O sinal toca, as cadeiras raspam no chão e trinta adolescentes se jogam em assentos de plástico, meio sonolentos e já rolando o feed. No quadro, onde na semana passada estava escrito “Shakespeare – Ato III”, surge um novo título em marcador bem vivo: “Identidades Inclusivas – Unidade 1”. A professora ergue um livro didático brilhante, com rostos sorridentes e cuidadosamente diversos na capa. Alguns alunos nem reagem.
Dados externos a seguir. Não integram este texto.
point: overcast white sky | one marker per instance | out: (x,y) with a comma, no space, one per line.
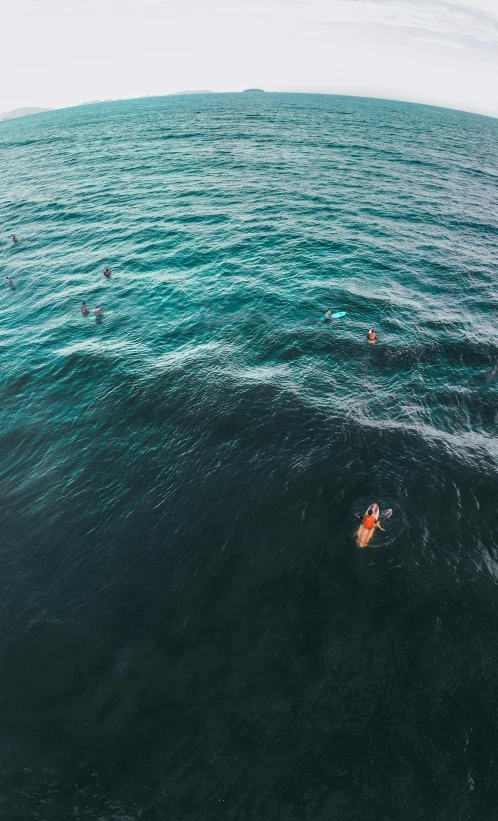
(64,52)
Uma menina cutuca a amiga e sussurra: “Então não tem mais O Grande Gatsby?” Lá no fundo, um garoto levanta a sobrancelha, tira uma foto do livro e manda no grupo da família. Em menos de uma hora, a mãe dele publica a imagem no Facebook com uma pergunta crua, toda em letras maiúsculas.

Isto ainda é educação - ou a sala de aula virou, discretamente, um campo de batalha de crenças?
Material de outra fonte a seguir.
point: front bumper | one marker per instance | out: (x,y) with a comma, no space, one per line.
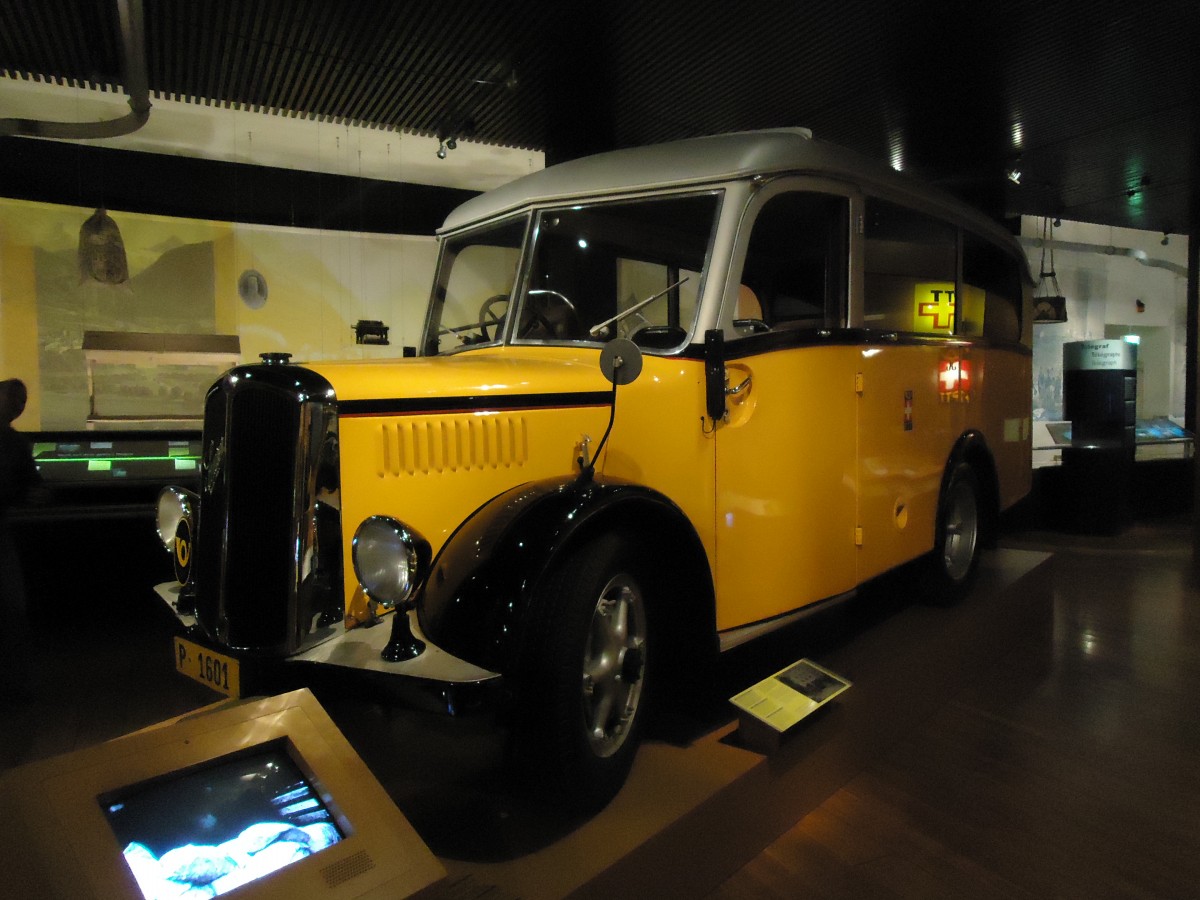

Dos clássicos empoeirados a capítulos neutros em gênero nos livros didáticos

Durante décadas, muitos pais quase davam como certo que os filhos enfrentariam a mesma lista de leitura que eles próprios odiaram e, no fundo, aprenderam a amar. “Ratos e Homens”. “O Sol é Para Todos”. Shakespeare, com toda a confusão e todo o encanto. De repente, uma parte considerável disso começa a desaparecer dos programas, substituída por materiais “atualizados”, reluzentes, cheios de pronomes neutros e “jornadas de identidade”. Alguns estudantes mal percebem a troca. Os pais, não.

Em salas de estar e em grupos de WhatsApp pelo país, capturas de tela de páginas de atividades circulam com círculos vermelhos, interrogações e indignação. Para muita gente, a mudança parece rápida. Rápida demais.
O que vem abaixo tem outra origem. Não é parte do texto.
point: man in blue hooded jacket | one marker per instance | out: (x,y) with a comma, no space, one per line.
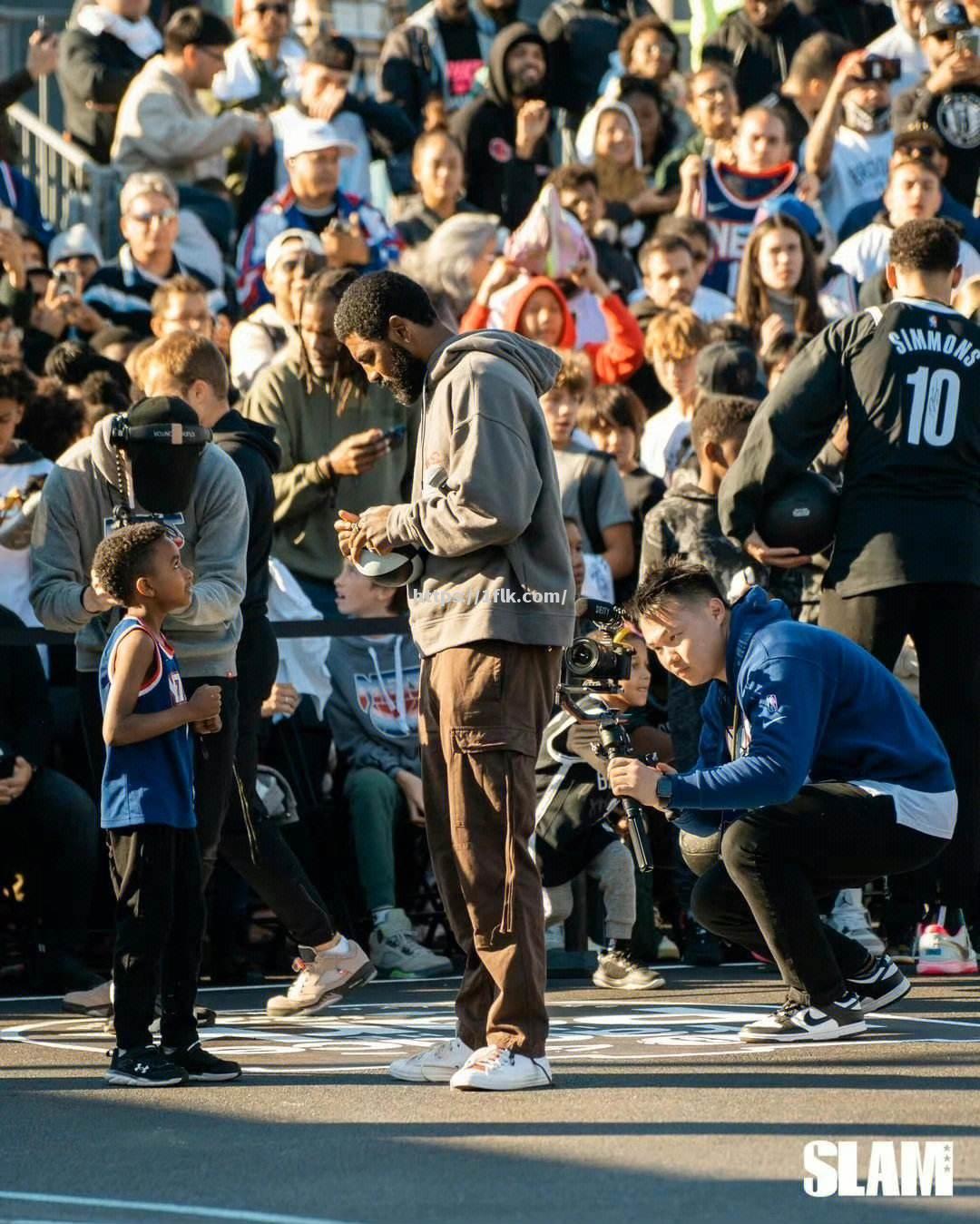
(817,771)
Entre em uma escola de ensino fundamental II em um bairro residencial nos EUA ou no Reino Unido hoje e a cena tende a se repetir: os novos livros didáticos vêm carregados de histórias em que os personagens são apenas “neutros”, ou em que estruturas familiares aparecem cuidadosamente variadas em cada exercício. Um pai no Texas compartilhou a foto de um trecho de leitura em que nenhum personagem tinha nome com marcação de gênero - só iniciais e pronomes neutros. Já em uma cidade pequena na Inglaterra, uma mãe descobriu que o filho nunca tinha ouvido falar de “Jane Eyre”, mas conseguia explicar com fluência o que significa “não binário” “porque a gente falou disso em Inglês”.

Os números reforçam a sensação de virada. Editoras relatam aumento na procura por conteúdo “inclusivo e neutro em gênero” alinhado a diretrizes de adoção de materiais escolares. Alguns distritos anunciam com orgulho que 70% da lista de leitura agora vem de “textos contemporâneos e socialmente relevantes”. Professores dizem que tentam refletir o mundo em que os alunos vivem - e não o mundo que os avós deles conheceram. Muitos pais escutam outra coisa nesse discurso. Para eles, soa como uma engrenagem cultural rangendo.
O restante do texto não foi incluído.